Class Top

java.lang.Object
org.apache.beam.sdk.transforms.Top

public class Top extends Object
PTransforms for finding the largest (or smallest) set of elements in a PCollection, or the largest (or smallest) set of values associated with each key in a PCollection of KVs.
  • Method Details

    • of

      public static <T, ComparatorT extends Comparator<T> & Serializable> Combine.Globally<T,List<T>> of(int count, ComparatorT compareFn)
      Returns a PTransform that takes an input PCollection<T> and returns a PCollection<List<T>> with a single element containing the largest count elements of the input PCollection<T>, in decreasing order, sorted using the given Comparator<T>. The Comparator<T> must also be Serializable.

      If count > the number of elements in the input PCollection, then all the elements of the input PCollection will be in the resulting List, albeit in sorted order.

      All the elements of the result's List must fit into the memory of a single machine.

      Example of use:

      
       PCollection<Student> students = ...;
       PCollection<List<Student>> top10Students =
           students.apply(Top.of(10, new CompareStudentsByAvgGrade()));
       

      By default, the Coder of the output PCollection is a ListCoder of the Coder of the elements of the input PCollection.

      If the input PCollection is windowed into GlobalWindows, an empty List<T> in the GlobalWindow will be output if the input PCollection is empty. To use this with inputs with other windowing, either withoutDefaults or asSingletonView must be called.

      See also smallest(int) and largest(int), which sort Comparable elements using their natural ordering.

      See also perKey(int, ComparatorT), smallestPerKey(int), and largestPerKey(int), which take a PCollection of KVs and return the top values associated with each key.

    • smallest

      public static <T extends Comparable<T>> Combine.Globally<T,List<T>> smallest(int count)
      Returns a PTransform that takes an input PCollection<T> and returns a PCollection<List<T>> with a single element containing the smallest count elements of the input PCollection<T>, in increasing order, sorted according to their natural order.

      If count > the number of elements in the input PCollection, then all the elements of the input PCollection will be in the resulting PCollection's List, albeit in sorted order.

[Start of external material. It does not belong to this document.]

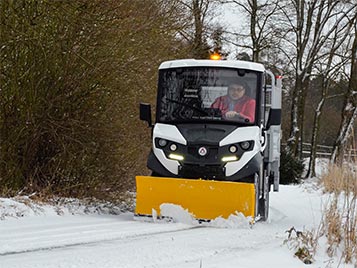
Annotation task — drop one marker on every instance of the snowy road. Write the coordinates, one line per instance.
(119, 241)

      All the elements of the result List must fit into the memory of a single machine.

      Example of use:

      
       PCollection<Integer> values = ...;
       PCollection<List<Integer>> smallest10Values = values.apply(Top.smallest(10));
       

      By default, the Coder of the output PCollection is a ListCoder of the Coder of the elements of the input PCollection.

      If the input PCollection is windowed into GlobalWindows, an empty List<T> in the GlobalWindow will be output if the input PCollection is empty. To use this with inputs with other windowing, either withoutDefaults or asSingletonView must be called.

      See also largest(int).

      See also of(int, ComparatorT), which sorts using a user-specified Comparator function.

      See also perKey(int, ComparatorT), smallestPerKey(int), and largestPerKey(int), which take a PCollection of KVs and return the top values associated with each key.

    • largest

      public static <T extends Comparable<T>> Combine.Globally<T,List<T>> largest(int count)
      Returns a PTransform that takes an input PCollection<T> and returns a PCollection<List<T>> with a single element containing the largest count elements of the input PCollection<T>, in decreasing order, sorted according to their natural order.

      If count > the number of elements in the input PCollection, then all the elements of the input PCollection will be in the resulting PCollection's List, albeit in sorted order.

      All the elements of the result's List must fit into the memory of a single machine.

      Example of use:

      
       PCollection<Integer> values = ...;
       PCollection<List<Integer>> largest10Values = values.apply(Top.largest(10));
       

      By default, the Coder of the output PCollection is a ListCoder of the Coder of the elements of the input PCollection.

      If the input PCollection is windowed into GlobalWindows, an empty List<T> in the GlobalWindow will be output if the input PCollection is empty. To use this with inputs with other windowing, either withoutDefaults or asSingletonView must be called.

      See also smallest(int).

      See also of(int, ComparatorT), which sorts using a user-specified Comparator function.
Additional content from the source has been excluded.